Le Verbe qui est à jamais dans le sein du Père, nous l’adorons à Noël porté dans ses bras par sa Mère, la Vierge Marie : double quiétude exprimée par un joyau de psaume : ” Je tiens mon âme en paix et silence ; comme un petit enfant contre sa mère, comme un petit enfant, telle est mon âme en moi. ” (Ps 130, 2) Bernanos a su donner à la vieille Prieure dans son Dialogue des Carmélites, à propos du petit pâtre qui prie en gardant ses moutons, des paroles qui sont un appel à l’enfance éternelle au terme de l’existence : ” Cette simplicité de l’âme, ce tendre abandon à la Majesté divine qui est chez lui une inspiration du moment, une grâce, et comme l’illumination du génie, nous consacrons notre vie à l’acquérir, ou à la retrouver, si nous l’avons connu, car c’est un don de l’enfance qui le plus souvent ne survit pas à l’enfance… Une fois sorti de l’enfance, il faut très longtemps souffrir pour y rentrer, comme tout au bout de la nuit, on retrouve une autre aurore. Suis-je redevenue enfant ?… ” (uvres romanesques suivies de Dialogue des Carmélites, Gallimard, Pléiade, 1961, p. 1586)

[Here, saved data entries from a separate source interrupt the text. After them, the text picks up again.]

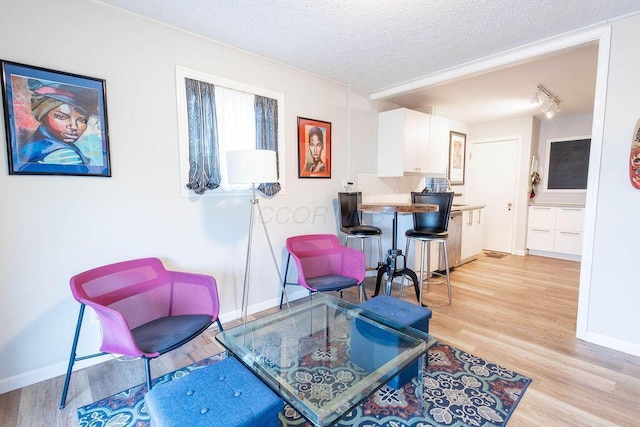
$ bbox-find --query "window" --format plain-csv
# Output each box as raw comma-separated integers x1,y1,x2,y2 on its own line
175,66,285,196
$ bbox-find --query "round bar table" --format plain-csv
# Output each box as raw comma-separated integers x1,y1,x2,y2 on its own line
358,202,438,304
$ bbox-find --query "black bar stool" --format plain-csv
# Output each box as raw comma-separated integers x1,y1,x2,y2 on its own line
405,191,454,305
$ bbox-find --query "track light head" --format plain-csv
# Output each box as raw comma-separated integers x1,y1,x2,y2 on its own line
533,84,561,119
543,98,560,119
530,92,540,105
530,87,541,105
545,106,557,119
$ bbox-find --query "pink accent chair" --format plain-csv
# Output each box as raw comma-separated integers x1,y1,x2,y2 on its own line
280,234,367,306
59,257,222,409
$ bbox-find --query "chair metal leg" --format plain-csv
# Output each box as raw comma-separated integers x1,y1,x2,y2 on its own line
426,241,432,292
360,283,368,301
59,304,86,409
216,318,224,331
376,236,383,265
280,254,291,309
405,237,410,263
442,240,452,304
144,357,152,391
419,240,426,305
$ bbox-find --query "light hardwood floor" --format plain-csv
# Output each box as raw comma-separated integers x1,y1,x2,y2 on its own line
2,253,640,426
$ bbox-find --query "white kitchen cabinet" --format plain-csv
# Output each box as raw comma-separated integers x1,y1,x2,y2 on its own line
554,207,584,255
527,205,555,228
427,114,450,175
377,108,449,176
402,109,430,174
527,205,584,258
527,205,555,252
461,208,485,262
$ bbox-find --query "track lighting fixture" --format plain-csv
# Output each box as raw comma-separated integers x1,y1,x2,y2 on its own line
530,88,540,105
531,84,561,119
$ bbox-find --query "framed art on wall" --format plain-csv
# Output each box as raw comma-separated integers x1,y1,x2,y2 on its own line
1,60,111,176
448,131,466,185
297,117,331,178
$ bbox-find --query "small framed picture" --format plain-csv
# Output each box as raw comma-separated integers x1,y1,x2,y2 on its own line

Venu dans le monde par le mystère de sa Nativité humaine, Jésus, le Verbe fait chair, est venu prendre sur lui notre vieillissement : il est l’Agneau qui porte nos péchés par ses souffrances et sa mort ; il est aussi l’Aigle qui renouvelle notre jeunesse. Il est le Pasteur qui nous conduit aux sources de la vie, lui qui dira à la Samaritaine : ” Qui boira de l’eau que je lui donnerai n’aura plus jamais soif ; l’eau que je lui donnerai deviendra en lui source d’eau jaillissant en vie éternelle. ” (Jn 4, 14) L’eau vive, qui est aussi Fleuve de Vie (Ap 22, 1), symbolise le mystère de l’Esprit Saint, Don de l’Amour divin : Jésus et son Père nous donnent leur Esprit, qui est source authentique de jouvence.

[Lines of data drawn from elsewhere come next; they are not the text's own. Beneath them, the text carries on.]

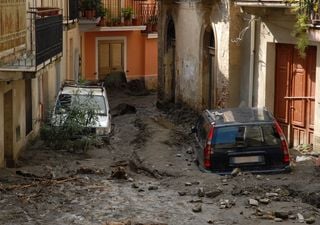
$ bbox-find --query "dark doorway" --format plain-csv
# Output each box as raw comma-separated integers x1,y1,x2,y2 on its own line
202,26,215,109
165,17,176,102
25,79,33,135
4,90,14,167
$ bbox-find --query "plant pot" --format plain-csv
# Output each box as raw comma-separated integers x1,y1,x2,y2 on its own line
85,9,96,19
36,7,60,17
124,18,132,26
152,24,158,32
146,23,153,33
132,18,138,26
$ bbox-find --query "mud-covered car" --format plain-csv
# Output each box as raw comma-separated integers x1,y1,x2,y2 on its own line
192,107,291,174
52,81,112,137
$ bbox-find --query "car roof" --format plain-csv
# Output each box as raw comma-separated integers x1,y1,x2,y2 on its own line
60,85,106,96
206,107,274,125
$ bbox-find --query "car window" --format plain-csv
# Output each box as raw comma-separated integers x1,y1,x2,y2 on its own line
212,124,281,148
55,94,107,115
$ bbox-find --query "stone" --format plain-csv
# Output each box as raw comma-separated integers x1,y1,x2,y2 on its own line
192,181,200,185
256,175,262,179
231,168,241,176
192,204,202,213
266,192,278,198
185,182,192,186
258,198,270,204
205,190,222,198
189,199,203,203
297,213,304,223
305,216,316,224
148,185,158,191
248,198,259,206
176,154,182,157
127,177,134,182
274,211,289,220
197,188,205,197
178,191,186,196
274,218,283,222
131,183,139,189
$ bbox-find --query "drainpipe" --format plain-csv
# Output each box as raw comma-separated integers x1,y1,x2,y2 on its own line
248,15,255,107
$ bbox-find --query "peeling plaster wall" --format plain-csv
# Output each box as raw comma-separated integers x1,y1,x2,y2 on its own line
159,0,242,110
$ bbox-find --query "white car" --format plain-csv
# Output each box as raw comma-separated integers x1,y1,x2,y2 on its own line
52,81,112,137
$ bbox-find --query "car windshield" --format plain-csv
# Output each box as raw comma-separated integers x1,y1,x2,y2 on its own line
55,94,107,115
212,124,281,148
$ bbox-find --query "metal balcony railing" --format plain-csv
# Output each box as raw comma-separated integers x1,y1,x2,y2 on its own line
0,7,63,72
68,0,79,21
79,0,158,28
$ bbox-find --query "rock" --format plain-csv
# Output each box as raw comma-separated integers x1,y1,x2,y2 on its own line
192,181,200,185
248,198,259,206
266,192,278,198
197,188,205,197
112,103,136,116
192,204,202,213
148,185,158,191
207,219,214,224
205,190,222,198
305,216,316,224
219,199,234,209
256,175,262,179
274,218,283,222
185,182,192,186
131,183,139,189
274,211,289,220
127,177,134,182
258,198,270,204
178,191,186,196
289,214,296,220
297,213,304,223
231,168,241,176
110,166,128,179
189,199,203,203
186,148,193,154
176,154,182,157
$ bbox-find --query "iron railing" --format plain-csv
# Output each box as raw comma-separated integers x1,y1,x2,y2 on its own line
35,15,63,65
68,0,79,21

Puisque, dans les Ecritures, les textes s’appellent les uns les autres et s’éclairent mutuellement, laissons chanter un autre psalmiste : ” Envoie ta lumière et ta vérité : elles me guideront, me mèneront à ta montagne sainte, jusqu’en tes Demeures. Et j’irai vers l’autel de Dieu, jusqu’au Dieu qui réjouit ma jeunesse. ” (Ps 43, 3-4 dans la version grecque) Le Prologue nous le révèle : Jésus est la lumière véritable qui éclaire tout homme (Jn 1, 9) ; il est aussi ” plein de grâce et de vérité ” (1, 14) comme Fils unique. En lui, nous pouvons devenir enfants de Dieu, nous réjouir dans une jeunesse qui ne se flétrira pas.

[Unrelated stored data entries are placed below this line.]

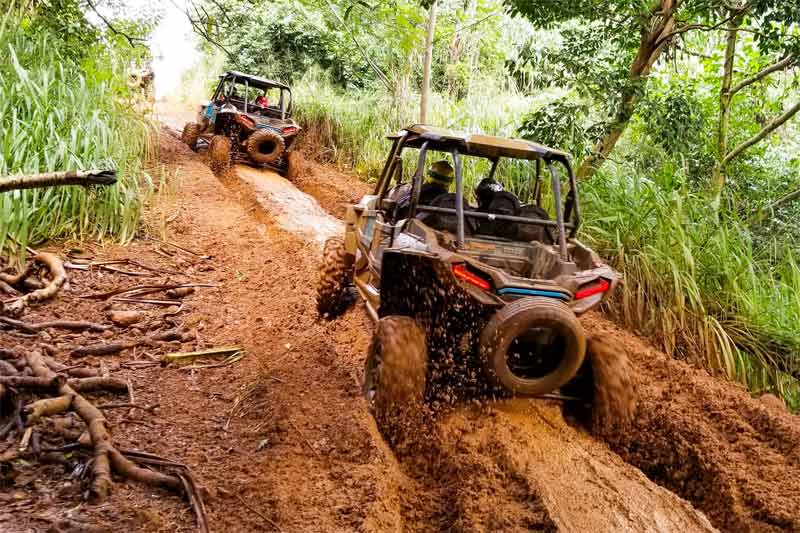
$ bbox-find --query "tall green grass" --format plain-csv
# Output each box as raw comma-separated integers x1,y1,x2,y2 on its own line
291,74,800,408
0,12,152,261
581,174,800,406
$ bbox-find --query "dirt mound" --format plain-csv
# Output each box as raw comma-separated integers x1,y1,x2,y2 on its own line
285,151,371,218
583,314,800,531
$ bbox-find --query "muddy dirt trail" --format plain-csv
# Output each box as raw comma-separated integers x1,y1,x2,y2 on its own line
3,125,799,532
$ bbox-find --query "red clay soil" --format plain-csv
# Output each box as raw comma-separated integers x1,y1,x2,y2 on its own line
1,127,797,532
582,315,800,532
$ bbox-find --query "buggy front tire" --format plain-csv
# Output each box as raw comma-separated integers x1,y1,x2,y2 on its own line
208,135,231,173
363,316,427,438
182,122,200,151
316,238,354,318
480,297,586,395
247,129,285,165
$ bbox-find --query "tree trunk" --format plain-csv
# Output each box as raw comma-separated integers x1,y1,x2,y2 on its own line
576,2,677,179
420,0,437,124
711,12,743,198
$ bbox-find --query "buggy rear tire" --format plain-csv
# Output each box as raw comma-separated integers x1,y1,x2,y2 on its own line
246,129,285,165
181,122,200,151
581,334,637,435
480,297,585,395
364,316,427,438
208,135,231,173
316,238,354,318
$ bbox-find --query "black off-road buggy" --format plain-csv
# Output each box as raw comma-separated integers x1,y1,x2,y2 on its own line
316,125,634,432
181,71,300,175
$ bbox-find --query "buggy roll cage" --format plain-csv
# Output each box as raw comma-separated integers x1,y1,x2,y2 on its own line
373,127,581,260
212,71,293,120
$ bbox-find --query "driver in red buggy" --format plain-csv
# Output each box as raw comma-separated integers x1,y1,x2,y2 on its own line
255,94,268,107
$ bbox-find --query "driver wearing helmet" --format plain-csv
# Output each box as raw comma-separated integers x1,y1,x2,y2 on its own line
390,159,455,220
474,177,504,211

Le mystère de Noël trouve son déploiement dans celui de l’Epiphanie, ” manifestation ” ou ” apparition ” de Jésus, la Lumière du monde. Pour rester jeune, pour redevenir enfant, nous avons besoin de nous exposer longuement à cette lumière de vie et d’amour, pour la diffuser à notre tour. C’est pour cela que Jean, le disciple que Jésus aimait, nous écrit : ” Voyez quelle manifestation d’amour le Père nous a donnée, pour que nous soyons appelés enfants de Dieu. Et nous le sommes ! Bien-aimés, dès maintenant, nous sommes enfants de Dieu, et ce que nous serons n’a pas encore été manifesté. Nous savons que lors de cette manifestation nous lui serons semblables, parce que nous le verrons tel qu’il est. ” (1 Jn 3, 1-2)
Noël, l’Epiphanie nous rajeunissent chaque année pour naître et grandir à Dieu : Gloria in excelsis Deo, c’est le moment de le chanter.